RG: Cet ouvrage est un recueil de poèmes qui embrasse des thèmes divers et variés. Il s’adresse à l’homme universel et lui confie fondamentalement les craintes de la nature végétale et du monde humain.

BL : Où le lecteur curieux pourra-t-il se procurer votre livre ?

RG: Le livre est disponible dans toutes les librairies européennes. Il peut être commandé en ligne (sur internet). Ceux qui auront du mal à saisir cette option pourraient nous contacter au 96068510 pour se procurer des exemplaires papiers ou numériques du livre.

BL : Beaucoup pensent que ‘’Les jeunes d’aujourd’hui ne lisent plus’’. Votre avis sur le sujet ?

RG: C’est une affirmation gratuite que de croire la jeunesse inculte. Les jeunes sont les meilleurs amis des livres.

BL : Vers qui se tourne votre pensée chaque fois que vous dégainez votre plume pour écrire ?

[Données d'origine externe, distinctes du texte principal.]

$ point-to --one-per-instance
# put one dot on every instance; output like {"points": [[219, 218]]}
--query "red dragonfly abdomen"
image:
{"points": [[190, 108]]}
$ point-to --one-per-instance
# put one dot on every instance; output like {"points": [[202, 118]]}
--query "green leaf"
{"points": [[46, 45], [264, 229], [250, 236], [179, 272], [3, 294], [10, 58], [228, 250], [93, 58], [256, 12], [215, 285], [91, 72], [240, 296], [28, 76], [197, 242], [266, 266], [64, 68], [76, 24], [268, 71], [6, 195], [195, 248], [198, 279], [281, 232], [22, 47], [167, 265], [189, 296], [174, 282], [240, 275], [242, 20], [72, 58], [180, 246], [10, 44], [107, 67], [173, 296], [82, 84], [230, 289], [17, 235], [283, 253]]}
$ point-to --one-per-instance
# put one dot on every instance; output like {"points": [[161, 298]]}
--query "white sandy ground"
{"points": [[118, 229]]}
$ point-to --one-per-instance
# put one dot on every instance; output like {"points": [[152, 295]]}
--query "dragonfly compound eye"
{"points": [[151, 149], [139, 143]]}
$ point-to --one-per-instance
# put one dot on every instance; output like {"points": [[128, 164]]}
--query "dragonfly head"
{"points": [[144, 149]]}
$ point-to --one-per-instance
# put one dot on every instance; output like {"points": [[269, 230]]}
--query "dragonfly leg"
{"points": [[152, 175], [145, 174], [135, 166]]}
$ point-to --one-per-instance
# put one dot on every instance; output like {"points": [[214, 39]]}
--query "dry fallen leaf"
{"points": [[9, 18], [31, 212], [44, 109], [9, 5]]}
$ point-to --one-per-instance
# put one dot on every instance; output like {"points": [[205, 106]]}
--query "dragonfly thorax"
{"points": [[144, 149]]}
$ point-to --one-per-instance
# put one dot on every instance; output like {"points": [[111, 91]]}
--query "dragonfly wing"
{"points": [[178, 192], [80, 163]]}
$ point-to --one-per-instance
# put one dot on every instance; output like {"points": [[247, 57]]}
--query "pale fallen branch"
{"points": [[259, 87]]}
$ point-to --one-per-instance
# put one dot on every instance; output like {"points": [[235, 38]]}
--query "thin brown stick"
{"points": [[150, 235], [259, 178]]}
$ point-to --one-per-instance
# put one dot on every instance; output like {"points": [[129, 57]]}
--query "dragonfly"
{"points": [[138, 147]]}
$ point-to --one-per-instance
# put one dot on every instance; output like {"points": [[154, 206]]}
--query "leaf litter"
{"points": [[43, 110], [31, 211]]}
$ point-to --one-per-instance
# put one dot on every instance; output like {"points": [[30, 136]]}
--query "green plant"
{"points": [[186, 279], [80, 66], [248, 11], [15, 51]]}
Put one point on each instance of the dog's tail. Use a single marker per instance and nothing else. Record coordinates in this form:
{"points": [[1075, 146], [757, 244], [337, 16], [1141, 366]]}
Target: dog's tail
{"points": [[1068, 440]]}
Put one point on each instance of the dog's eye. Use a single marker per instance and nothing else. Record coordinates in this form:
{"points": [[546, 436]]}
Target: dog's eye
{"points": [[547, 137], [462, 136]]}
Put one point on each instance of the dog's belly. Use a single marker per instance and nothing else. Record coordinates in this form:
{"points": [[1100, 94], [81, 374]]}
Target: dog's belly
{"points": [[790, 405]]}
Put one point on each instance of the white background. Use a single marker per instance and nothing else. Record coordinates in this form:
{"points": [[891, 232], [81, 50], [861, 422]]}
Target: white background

RG: Ma Poésie est universelle. Elle s’adresse à tout homme qui vit sur la Terre. J’envoie une missive au Temps illimité et à l’Espace infini.

BL : Un petit texte à ce niveau de l’entretien ne déplaira pas au lectorat.

RG: AU QUATRIÈME MILLÉNAIRE

J’ai vu des géants dans la cabane des nains,

Des léopards féroces, des lions, des djinns.

J’ai vu le soleil dans les savanes d’Afrique.

J’ai vu les tombeaux de l’Océan antique

Et tout ce qui compose l’abyssal printemps

Parlait du monde défunt et de l’ancien temps.

Ô je me suis étonné dans ce songe immonde,

J’ai inspecté les axes de ce nouveau monde.

Et j’ai vu les vraies montagnes de fer en poudre.

L’oxygène était une tempête de foudre

Où les grandes mers ont pris l’éternel repos.

Cette terre était un effroyable chaos.

Les nuages étaient confondus à la poussière,

Un déluge de feux troublait le cimetière.

Une cloche d’agonie sonna au lointain

Et j’ai vu un étrange fromager d’airain.

<< Je suis le rescapé de la végétation.

Celui qui protégeait toute la création,

Le monde, la terre, l’univers, la nature,

La planète, l’étoile, toute créature,

Les insectes de nuit et les rumeurs du jour,

Ce que l’on appelle,  à tort et à travers, l’amour

Ce qui était raison mais qui était démence,

Tout ce qui a généré ce profond silence. »

Chaque mot que prononçait le Noé des bois,

Ces cantiques entiers issus des cris d’effrois

Étaient les derniers bruits de l’humanité

Et un nouveau chapitre de l’éternité.

Renauld Gbètowènonmon, La chorale des mondes, Les Éditions du Net, Paris, 2019.

BL : Votre ouvrage  » Les sanglots de la terre » vous a permis cette année de partager le Grand Prix de la journée du manuscrit avec le Français Thibault Bluy. Comment avez-vous reçu et célébré la nouvelle de cette distinction et quels sentiments furent les vôtres ?

RG: Il faut reconnaître que j’ai savouré avec une grande fierté cette récompense littéraire. Mais je ne considère pas cette distinction comme personnelle, c’est un trophée pour le Bénin entier et la jeunesse. Il pourra jeter un peu de lumière sur notre littérature, qui n’était pas  déjà moins rayonnante. J’ai donc célébré cette victoire avec les journalistes, les écrivains, d’ici ou d’ailleurs.

BL :  » Le sanglot de la terre » (recueil de poèmes)  de Jules Laforgue vous aurait influencé dans l’écriture de ce livre ?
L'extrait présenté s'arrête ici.